Conspiracy theorist alert! Poker players still hoping against hope that Sen. Harry Reid (D-NV) will somehow sneak online poker legislation through Congress before the November election are seeing hopeful signs on the official website of Sen. Jon Kyl (R-AZ). Kyl was a staunch opponent of anything related to online gambling up until last April, when his website quietly added a few lines of noncommittal text saying he would “consider” any new online poker legislation.
Late Tuesday, PokerFuse contributor Zack Tracy noted that Kyl’s website had undergone another edit, this one removing the lengthy diatribe equating online gambling with crack cocaine, organized crime and anecdotal tales of how bad beats were convincing the youth of America to throw themselves off tall buildings (we’re paraphrasing here). So does Kyl’s effort to scrub his site of anti-gambling rhetoric mean the federal push for online poker isn’t quite dead in 2012 and Kyl doesn’t want to look like a hypocrite if he supports such legislation? Or did one of Kyl’s techie interns just delete the passage by accident?
LET’S HAVE SOME FAIR PLAY, USA
There aren’t many more stalwart backers of federal online poker regulation than American Gaming Association CEO Frank Fahrenkopf, but even he thinks getting a federal law passed in 2012 “depends on luck.” Fahrenkopf made the observation at the Gaming Laboratories International Roundtable in Las Vegas on Wednesday. The Associated Press reports that Fahrenkopf told attendees a regulated online gambling market would only work if all prospective operators were “treated the same and fairly. No one gets a leg up on anybody else.”
Fahrenkopf’s concern is that if the American market is regulated on a state-by-state basis, his organization’s members (the major B&M casino operators) will find themselves behind state lottery operators in the online gambling queue. The lotteries, Fahrenkopf believes, have the strange notion “that the casino industry is trying to screw them.” Hard to imagine where they might have picked up this notion, unless it was the AGA’s relentless backing of a federal solution overseen solely by Nevada state regulators, with whom the B&M casinos are on a first-name basis.
NJ RACETRACKS IN DEAL-MAKING MOOD
New Jersey certainly isn’t waiting for a ‘by your leave’ from Fahrenkopf or the feds to pass their own online gambling legislation. But if NJ’s bills are going to be passed by state Sen. Ray Lesniak’s March 15 timeline, the objections of the state’s racetracks will need to be addressed. Racing has suggested it might sue to block the legislation unless tracks are allowed to join Atlantic City’s casinos at the online gambling table. But Dennis Drazin, a consultant for the group set to take control of the state-owned Monmouth Park track, says racing is asking only that “some consideration be given to amending [the legislation], tweaking it a little bit without hurting the casinos … if you allow a casino that wants to partner with the racetracks, you capture the racetrack customers who are already gambling.”

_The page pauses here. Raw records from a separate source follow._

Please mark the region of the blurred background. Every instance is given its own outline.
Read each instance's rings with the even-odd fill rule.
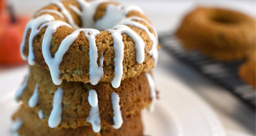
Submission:
[[[52,0],[0,0],[2,1],[0,12],[0,99],[7,92],[18,88],[27,73],[27,62],[22,60],[19,55],[19,45],[26,22],[36,11]],[[253,0],[114,1],[140,7],[160,37],[172,35],[184,16],[198,6],[236,11],[254,19],[256,15],[256,2]],[[255,108],[240,101],[227,88],[202,75],[182,59],[177,59],[166,49],[165,45],[162,45],[158,65],[154,70],[157,86],[163,101],[168,105],[168,96],[171,95],[171,90],[184,86],[210,105],[228,132],[241,132],[248,136],[255,136]],[[172,86],[168,85],[174,80],[180,83],[181,86],[177,88],[171,83]]]

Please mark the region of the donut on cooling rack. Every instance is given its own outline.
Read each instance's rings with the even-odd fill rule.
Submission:
[[[239,68],[239,76],[248,84],[256,88],[255,53],[250,55],[245,62]]]
[[[156,31],[136,6],[66,0],[37,12],[21,51],[30,65],[49,70],[56,85],[66,79],[118,88],[155,66],[158,45]]]
[[[240,60],[255,51],[255,19],[241,13],[199,7],[185,17],[176,35],[186,49],[217,60]]]

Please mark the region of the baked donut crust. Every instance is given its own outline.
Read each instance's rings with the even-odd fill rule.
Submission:
[[[42,110],[44,117],[41,120],[47,125],[53,109],[55,93],[58,88],[61,88],[63,90],[61,122],[55,129],[75,128],[90,125],[87,119],[91,110],[88,94],[92,89],[98,94],[101,121],[110,125],[114,124],[112,92],[116,92],[120,97],[119,105],[123,118],[139,114],[152,101],[150,86],[144,73],[123,80],[120,87],[115,89],[109,82],[99,82],[96,85],[92,85],[89,83],[68,82],[65,80],[60,86],[57,86],[52,83],[50,73],[47,69],[34,66],[31,66],[30,70],[27,85],[19,99],[22,100],[24,106],[31,106],[29,101],[35,89],[37,89],[38,102],[31,110],[37,113]]]
[[[256,88],[255,52],[239,68],[239,76],[248,84]]]
[[[22,125],[17,131],[20,136],[143,136],[143,127],[140,114],[124,118],[125,121],[119,129],[115,129],[111,125],[103,122],[101,130],[99,133],[93,132],[90,125],[81,126],[77,129],[55,130],[50,128],[40,121],[36,113],[24,105],[21,106],[12,118],[14,121],[19,119],[22,121]]]
[[[199,7],[186,15],[176,35],[187,50],[217,60],[241,60],[255,51],[256,22],[234,11]]]
[[[73,9],[77,9],[76,10],[83,11],[83,8],[81,7],[82,5],[79,4],[75,0],[63,1],[61,2],[61,3],[63,4],[64,7],[64,8],[65,8],[70,12],[72,16],[72,18],[70,18],[69,20],[73,19],[73,20],[74,25],[77,25],[78,27],[82,27],[82,17],[80,17],[80,15],[74,11],[75,10]],[[58,4],[61,5],[61,4],[59,3]],[[120,5],[119,4],[113,2],[100,3],[97,8],[95,14],[93,16],[93,21],[95,23],[98,23],[99,20],[103,19],[104,16],[107,15],[106,14],[108,14],[109,10],[107,9],[107,7],[109,5],[116,5],[117,6]],[[71,8],[72,6],[70,5],[72,5],[73,8]],[[62,11],[63,9],[56,6],[56,4],[50,4],[39,10],[35,14],[32,21],[33,20],[37,20],[40,17],[42,18],[42,17],[45,17],[46,16],[48,16],[49,18],[51,18],[50,16],[51,16],[53,17],[54,20],[51,20],[50,22],[60,21],[69,23],[68,18],[65,16],[62,16],[65,15],[62,12]],[[60,13],[57,14],[56,11]],[[95,36],[95,43],[97,46],[97,52],[98,55],[97,58],[97,66],[99,67],[100,66],[100,58],[102,57],[104,57],[102,64],[103,74],[100,80],[97,80],[94,84],[97,84],[97,82],[110,82],[112,81],[116,76],[116,75],[117,74],[115,73],[116,68],[122,69],[121,70],[123,73],[122,74],[121,74],[121,77],[119,81],[120,83],[121,80],[137,76],[143,72],[148,71],[151,68],[155,67],[158,56],[158,40],[157,34],[154,28],[150,25],[147,18],[139,11],[129,11],[126,13],[125,17],[130,17],[130,22],[128,21],[129,22],[127,23],[127,20],[126,20],[126,22],[123,22],[122,23],[119,23],[128,26],[129,28],[132,30],[131,31],[132,31],[134,32],[134,34],[136,34],[139,36],[137,37],[141,38],[143,41],[143,43],[145,44],[145,49],[143,49],[144,51],[143,51],[143,53],[142,52],[143,54],[145,54],[143,55],[145,58],[143,59],[142,62],[138,62],[137,60],[139,51],[136,47],[137,44],[134,41],[136,38],[132,37],[134,37],[134,35],[132,34],[133,35],[131,35],[131,34],[128,34],[126,33],[122,33],[122,41],[123,43],[123,60],[122,64],[122,68],[121,67],[121,68],[118,68],[119,67],[115,65],[116,54],[114,47],[115,40],[113,40],[113,34],[110,33],[111,30],[100,31],[100,34],[98,34]],[[136,24],[136,23],[139,24]],[[31,24],[33,23],[31,23]],[[134,24],[135,25],[134,25]],[[42,27],[43,24],[43,23],[42,25],[39,26]],[[138,27],[138,26],[141,25],[143,25],[142,27],[144,29]],[[29,25],[28,24],[28,25]],[[48,25],[48,26],[46,26],[43,28],[40,28],[39,31],[36,35],[34,35],[34,37],[31,37],[30,35],[31,33],[33,32],[32,29],[28,27],[27,31],[25,31],[24,36],[25,38],[21,48],[22,53],[23,54],[23,58],[26,59],[28,57],[28,61],[30,64],[31,65],[35,64],[42,68],[48,69],[49,69],[49,64],[47,64],[45,56],[43,55],[44,49],[42,49],[42,46],[43,46],[44,45],[42,44],[44,42],[44,39],[46,38],[45,37],[46,37],[46,36],[49,36],[49,35],[45,35],[46,31],[47,31],[48,28],[49,28],[49,26]],[[123,27],[124,26],[122,26],[122,27]],[[126,28],[126,29],[128,28]],[[53,34],[52,39],[49,43],[50,44],[49,51],[53,59],[55,58],[54,58],[55,55],[59,49],[61,42],[64,39],[66,38],[67,36],[73,34],[76,30],[76,29],[71,27],[67,25],[61,25],[56,29],[56,32]],[[145,31],[145,30],[147,32]],[[90,58],[90,46],[91,45],[88,39],[88,36],[86,37],[85,34],[84,32],[81,32],[77,36],[77,38],[71,44],[68,50],[63,56],[63,59],[59,67],[60,76],[56,78],[65,79],[68,81],[80,81],[85,83],[90,82],[89,73],[90,72],[90,67],[91,66],[90,62],[93,61]],[[92,34],[90,33],[89,35],[90,34]],[[131,37],[131,36],[132,36]],[[154,36],[154,38],[152,38]],[[154,38],[156,39],[154,40]],[[30,47],[29,47],[30,43],[32,45]],[[137,45],[137,46],[141,46],[142,45]],[[30,48],[33,48],[33,49],[29,49]],[[30,51],[30,50],[31,51]],[[33,56],[33,54],[34,55],[34,58],[31,60],[30,60],[29,57],[30,54],[31,54],[31,56]],[[56,67],[58,67],[58,66]],[[49,70],[51,70],[50,68]],[[56,72],[53,71],[52,73]],[[54,80],[53,79],[53,82],[57,85],[61,83],[61,81],[56,83]],[[117,88],[118,86],[118,84],[114,86],[115,88]]]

Drazin didn’t mention any potential pair-ups by name, but Resorts Atlantic City owner Morris Bailey has his own stable of racehorses and was one of the names in consideration to take over the Monmouth Park lease. Lesniak told the Asbury Park Press that he appreciated Drazin’s comments, and understood that both casinos and tracks were important to the state economy. “We’ll work it out.”
WHEN IN DOUBT, STALL
Finally, legislators in Hawaii have made another very tentative move toward ending their state’s prohibition against all things gambling. On Tuesday, the state Senate passed SB 2893, which would establish a nine-member commission to make a cost/benefit analysis of the effects that different forms of gambling would have on Hawaii’s economy and society. The idea is this knowledge would empower legislators to make informed decisions on how best to free Hawaii from its continued association with Utah, the only other state in the union to bar all forms of gambling.